数値計測の自動化ツールをつくる必要があるかもしれない

Findy Team+ とかをサクッと導入できたら楽なのですが(ステマじゃないよ...)、手動でやるわけにはいかないのでツールを作る必要がありますよね。

例えば Pull Request / Merge Request まわりであれば、GitHubGitLab で提供されているAPIがかなり充実しているので、とりあえず動くツールはサクッと作れます。

最初は小さく始めてみましょう。

最近は「テンポのいい開発」が流行っている(ように見える)

ちょっと認知バイアス感が否めないのですが、「1日2PRを目標にしてます!」「PRのopenからmereまで24時間以内にしてます!」など、テンポのいい開発が流行っているように思います。
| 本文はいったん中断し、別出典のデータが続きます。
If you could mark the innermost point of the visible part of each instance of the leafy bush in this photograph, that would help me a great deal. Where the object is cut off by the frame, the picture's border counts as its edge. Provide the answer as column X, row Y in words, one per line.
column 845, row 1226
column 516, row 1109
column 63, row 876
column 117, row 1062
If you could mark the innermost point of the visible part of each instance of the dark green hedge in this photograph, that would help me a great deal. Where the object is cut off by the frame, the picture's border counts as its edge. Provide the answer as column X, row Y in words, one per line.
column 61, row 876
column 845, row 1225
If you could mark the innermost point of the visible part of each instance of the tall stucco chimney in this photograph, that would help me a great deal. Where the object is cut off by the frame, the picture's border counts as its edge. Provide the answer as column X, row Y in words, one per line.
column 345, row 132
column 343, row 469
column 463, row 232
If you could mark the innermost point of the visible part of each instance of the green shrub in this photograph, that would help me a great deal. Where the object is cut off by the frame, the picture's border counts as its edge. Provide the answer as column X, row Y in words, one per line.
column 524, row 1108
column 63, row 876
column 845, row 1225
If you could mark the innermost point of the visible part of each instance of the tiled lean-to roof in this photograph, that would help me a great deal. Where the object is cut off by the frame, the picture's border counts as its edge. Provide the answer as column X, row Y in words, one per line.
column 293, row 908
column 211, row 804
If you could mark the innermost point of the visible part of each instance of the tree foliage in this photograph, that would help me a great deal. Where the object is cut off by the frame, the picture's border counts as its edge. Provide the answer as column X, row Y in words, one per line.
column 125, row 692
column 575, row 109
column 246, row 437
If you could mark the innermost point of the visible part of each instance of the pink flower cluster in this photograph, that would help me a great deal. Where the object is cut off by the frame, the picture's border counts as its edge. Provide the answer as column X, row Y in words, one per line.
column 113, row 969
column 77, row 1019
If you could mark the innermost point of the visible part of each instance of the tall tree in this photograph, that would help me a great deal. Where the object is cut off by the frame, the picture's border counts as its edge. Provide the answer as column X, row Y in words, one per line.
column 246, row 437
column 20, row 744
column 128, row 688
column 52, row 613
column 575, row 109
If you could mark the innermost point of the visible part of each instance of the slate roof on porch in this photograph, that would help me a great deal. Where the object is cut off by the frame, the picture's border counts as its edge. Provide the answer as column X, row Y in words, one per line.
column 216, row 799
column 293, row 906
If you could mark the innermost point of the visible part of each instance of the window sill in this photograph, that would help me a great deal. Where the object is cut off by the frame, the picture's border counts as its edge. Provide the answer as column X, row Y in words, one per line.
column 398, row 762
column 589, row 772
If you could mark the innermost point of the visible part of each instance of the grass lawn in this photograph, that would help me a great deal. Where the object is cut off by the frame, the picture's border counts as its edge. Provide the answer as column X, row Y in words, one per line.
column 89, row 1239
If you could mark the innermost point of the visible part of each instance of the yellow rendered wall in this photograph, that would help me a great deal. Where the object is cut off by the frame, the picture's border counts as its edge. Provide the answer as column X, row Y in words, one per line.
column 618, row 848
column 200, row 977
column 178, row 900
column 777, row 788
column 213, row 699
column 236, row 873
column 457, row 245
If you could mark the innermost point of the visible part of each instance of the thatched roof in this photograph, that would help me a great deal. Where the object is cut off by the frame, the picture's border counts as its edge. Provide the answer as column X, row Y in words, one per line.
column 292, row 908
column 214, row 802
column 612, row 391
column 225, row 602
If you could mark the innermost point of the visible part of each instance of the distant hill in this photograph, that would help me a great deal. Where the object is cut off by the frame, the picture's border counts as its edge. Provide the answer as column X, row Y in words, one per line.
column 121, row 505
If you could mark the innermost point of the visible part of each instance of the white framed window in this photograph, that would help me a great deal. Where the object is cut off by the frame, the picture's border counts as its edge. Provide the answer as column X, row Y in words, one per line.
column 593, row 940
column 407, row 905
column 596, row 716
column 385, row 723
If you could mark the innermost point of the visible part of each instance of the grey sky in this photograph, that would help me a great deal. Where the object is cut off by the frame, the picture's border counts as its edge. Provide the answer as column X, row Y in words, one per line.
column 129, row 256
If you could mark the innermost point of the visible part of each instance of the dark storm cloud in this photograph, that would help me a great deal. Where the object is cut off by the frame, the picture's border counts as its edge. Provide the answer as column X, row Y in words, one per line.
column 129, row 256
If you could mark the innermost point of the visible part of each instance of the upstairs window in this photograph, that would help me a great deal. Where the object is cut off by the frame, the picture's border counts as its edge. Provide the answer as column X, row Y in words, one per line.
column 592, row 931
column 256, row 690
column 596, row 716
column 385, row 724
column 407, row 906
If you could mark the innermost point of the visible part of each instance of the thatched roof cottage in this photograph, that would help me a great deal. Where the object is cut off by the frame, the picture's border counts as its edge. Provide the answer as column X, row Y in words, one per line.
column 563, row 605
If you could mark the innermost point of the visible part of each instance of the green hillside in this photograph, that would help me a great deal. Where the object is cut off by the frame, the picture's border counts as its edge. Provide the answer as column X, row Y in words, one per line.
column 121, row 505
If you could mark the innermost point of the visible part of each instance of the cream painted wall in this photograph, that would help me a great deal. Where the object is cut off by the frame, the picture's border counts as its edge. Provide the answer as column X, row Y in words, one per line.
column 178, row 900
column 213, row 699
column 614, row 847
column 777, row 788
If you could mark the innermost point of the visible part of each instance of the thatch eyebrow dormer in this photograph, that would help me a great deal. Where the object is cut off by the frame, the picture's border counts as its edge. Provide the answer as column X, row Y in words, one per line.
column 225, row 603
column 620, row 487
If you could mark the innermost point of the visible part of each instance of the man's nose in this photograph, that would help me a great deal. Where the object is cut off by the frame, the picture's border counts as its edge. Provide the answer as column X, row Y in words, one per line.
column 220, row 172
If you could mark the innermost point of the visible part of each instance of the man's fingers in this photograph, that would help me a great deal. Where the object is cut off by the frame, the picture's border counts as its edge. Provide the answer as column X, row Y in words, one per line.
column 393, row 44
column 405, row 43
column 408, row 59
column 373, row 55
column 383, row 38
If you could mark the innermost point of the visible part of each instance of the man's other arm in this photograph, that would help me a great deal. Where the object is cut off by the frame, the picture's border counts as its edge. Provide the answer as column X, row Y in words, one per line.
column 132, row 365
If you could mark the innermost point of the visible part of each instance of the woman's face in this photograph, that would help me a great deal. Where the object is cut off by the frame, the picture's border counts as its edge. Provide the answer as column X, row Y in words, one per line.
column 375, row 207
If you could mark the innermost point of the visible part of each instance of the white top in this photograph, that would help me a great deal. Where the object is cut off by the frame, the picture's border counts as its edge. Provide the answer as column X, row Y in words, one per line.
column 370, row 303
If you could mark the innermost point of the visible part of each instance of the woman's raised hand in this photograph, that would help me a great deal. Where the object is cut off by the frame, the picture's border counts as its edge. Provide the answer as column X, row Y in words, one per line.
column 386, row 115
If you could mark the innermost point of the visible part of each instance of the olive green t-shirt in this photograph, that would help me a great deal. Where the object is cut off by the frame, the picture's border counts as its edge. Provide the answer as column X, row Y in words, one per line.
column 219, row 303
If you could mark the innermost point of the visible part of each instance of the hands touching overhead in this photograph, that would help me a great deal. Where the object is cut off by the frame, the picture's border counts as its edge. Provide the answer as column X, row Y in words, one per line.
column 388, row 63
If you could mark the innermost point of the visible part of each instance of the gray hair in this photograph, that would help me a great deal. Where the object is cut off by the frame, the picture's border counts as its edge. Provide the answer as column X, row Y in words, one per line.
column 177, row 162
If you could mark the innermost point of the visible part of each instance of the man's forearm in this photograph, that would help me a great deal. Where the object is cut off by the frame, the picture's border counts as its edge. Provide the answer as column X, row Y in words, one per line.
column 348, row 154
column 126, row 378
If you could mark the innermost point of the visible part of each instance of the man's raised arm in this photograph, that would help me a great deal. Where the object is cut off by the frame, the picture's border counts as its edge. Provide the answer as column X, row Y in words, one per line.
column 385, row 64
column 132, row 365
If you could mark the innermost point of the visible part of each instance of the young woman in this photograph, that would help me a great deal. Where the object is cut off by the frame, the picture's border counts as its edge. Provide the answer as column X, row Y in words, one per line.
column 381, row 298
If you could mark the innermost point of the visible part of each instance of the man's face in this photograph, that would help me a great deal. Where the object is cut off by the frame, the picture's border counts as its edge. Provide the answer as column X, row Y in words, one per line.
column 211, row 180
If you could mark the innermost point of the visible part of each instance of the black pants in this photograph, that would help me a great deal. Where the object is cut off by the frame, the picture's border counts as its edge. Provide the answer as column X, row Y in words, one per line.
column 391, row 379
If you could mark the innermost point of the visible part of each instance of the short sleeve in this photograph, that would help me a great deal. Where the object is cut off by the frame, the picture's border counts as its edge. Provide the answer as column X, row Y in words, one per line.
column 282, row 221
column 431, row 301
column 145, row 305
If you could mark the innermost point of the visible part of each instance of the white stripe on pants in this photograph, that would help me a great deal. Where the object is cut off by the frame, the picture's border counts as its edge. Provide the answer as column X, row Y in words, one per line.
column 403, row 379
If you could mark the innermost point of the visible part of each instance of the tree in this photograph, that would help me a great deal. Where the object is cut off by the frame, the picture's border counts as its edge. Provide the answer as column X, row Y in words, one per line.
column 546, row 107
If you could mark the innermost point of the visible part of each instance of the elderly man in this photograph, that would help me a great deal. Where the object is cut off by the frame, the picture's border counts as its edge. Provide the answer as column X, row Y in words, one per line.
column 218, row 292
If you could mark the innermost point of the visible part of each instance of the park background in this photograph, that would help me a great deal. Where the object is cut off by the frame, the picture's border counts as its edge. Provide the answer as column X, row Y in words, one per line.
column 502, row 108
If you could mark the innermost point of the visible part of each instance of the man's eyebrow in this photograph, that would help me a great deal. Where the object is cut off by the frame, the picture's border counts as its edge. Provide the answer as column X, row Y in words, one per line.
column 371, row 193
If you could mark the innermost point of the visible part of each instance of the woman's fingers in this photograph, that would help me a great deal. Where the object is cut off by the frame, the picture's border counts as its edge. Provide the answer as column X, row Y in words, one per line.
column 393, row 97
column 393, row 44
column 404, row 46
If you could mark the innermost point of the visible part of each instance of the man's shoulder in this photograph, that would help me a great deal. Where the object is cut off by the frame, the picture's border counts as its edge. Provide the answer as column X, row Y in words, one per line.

というのも、アジャイルやスクラムの文脈で仮説検証と改善を繰り返す経験主義的な文脈が受け継がれていることもあり、「迅速なフィードバックループ」と「短いリリースサイクル」が重視される傾向にあるからでしょうか。

実際に話を聞いている感じ、効果はけっこう出ていそうな印象を受けます。

例えばチームの Lv.1 生産性を上げるために、「1日あたり2つPRをつくろう」「PRのopenedからmergedまでのリードタイムを24時間以内にしよう」という目標を設定した場合、メンバーはいろんなことを考えなければいけません。目標達成のためにメンバーは、

  • レビューする人が差分を理解しやすいコミットメッセージ
  • レビューする人がすぐに見られるPRのサイズ
  • タスク分解をPR単位で表現する意識
  • 開発に着手するためのWIP制限
  • フロー状態を意図的に生み出すために不要なミーティングの棚卸し

など、数字を意識するようになったことでそれを最大化させるための努力をするわけです。その結果としていままで問題視されてなかった、あるいは負担だったがマネージャーのマンパワーでどうにかなっていた部分が顕在化して、組織としていい課題を乗り越えるような良いサイクルが回り始めます。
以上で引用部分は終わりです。